In many cases, this is the result of a simple oversight or misunderstanding. In most cases, for example, for a visitor application, Form IMM 5257, has a question in the Background:
Section, 2(b) – Have you ever been refused a visa or permit, denied entry or ordered to leave Canada or any other country.
Many clients misread this question. Let’s be clear, if you have a previous refusal to the U.S., Australia, U.K. or “any other country,” you must answer YES. Not doing so, or checking the wrong box, can lead to a finding of misrepresentation and a ban of 5 years.

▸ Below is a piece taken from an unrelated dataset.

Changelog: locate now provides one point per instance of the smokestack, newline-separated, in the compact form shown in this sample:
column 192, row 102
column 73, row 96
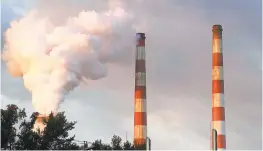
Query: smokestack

The law is set out in subsection 40 (1) (a) of the Immigration and Refugee Protection Act, which reads;
40 (1) A permanent resident or a foreign national is inadmissible for misrepresentation
(a) for directly or indirectly misrepresenting or withholding material facts relating to a relevant matter that induces or could induce an error in the administration of this Act;
(2) The following provisions govern subsection (1):
(a) the permanent resident or the foreign national continues to be inadmissible for misrepresentation for a period of five years following, in the case of a determination outside Canada, a final determination of inadmissibility under subsection (1) or, in the case of a determination in Canada, the date the removal order is enforced;
So what can you do if you have received such a ban? Obviously, it is better that you seek legal help when you receive a letter from the visa post asking you to explain why you have not disclosed the previous refusal to prevent the officer finding you inadmissible, especially if you mistakenly checked off the wrong box. But what if it’s too late and a finding of inadmissibility is already made, and the ban is imposed on you. You have the right to seek a judicial review of the officer’s finding in Federal Court.